Found one one CL, it seems to be an older model horizontal style.  How can you tell if they are the pre char broil models?

Thanks


----------



## ricklarge (Aug 2, 2010)

Mine has a name badge that says New Braunfels. The smoker is very heavy for it's size. It looks EXACTLY like the NBBD pictures you see online. I would guess the only real way to tell is the name plate.


----------



## eman (Aug 2, 2010)

The newer New Braunfuls seem to be made of heavy sheet metal

 I had the older one and like rick said .the older ones are alot heavier.

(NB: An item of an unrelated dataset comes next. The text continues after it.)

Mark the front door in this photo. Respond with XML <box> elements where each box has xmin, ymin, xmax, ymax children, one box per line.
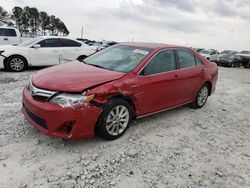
<box><xmin>138</xmin><ymin>50</ymin><xmax>178</xmax><ymax>116</ymax></box>
<box><xmin>176</xmin><ymin>49</ymin><xmax>205</xmax><ymax>104</ymax></box>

 They were made of rolled steel.

 The closest thing i can find to the older NB is the oklahoma Joe smoker.

available at acadamey sports. heavy steel w/ steel wheels and if i remember right $699

 retail.


----------



## oldschoolbbq (Aug 2, 2010)

This is a NewBraunsfeld --"RedRiver" model

  

It weighs about70# and holds heat great. This one is reverse flow modified,and re-painted

  

Hope this helps,and


----------



## beer-b-q (Aug 2, 2010)

oldschoolbbq said:


> This is a NewBraunsfeld --"RedRiver" model
> 
> 
> 
> ...


I fixed your links.


----------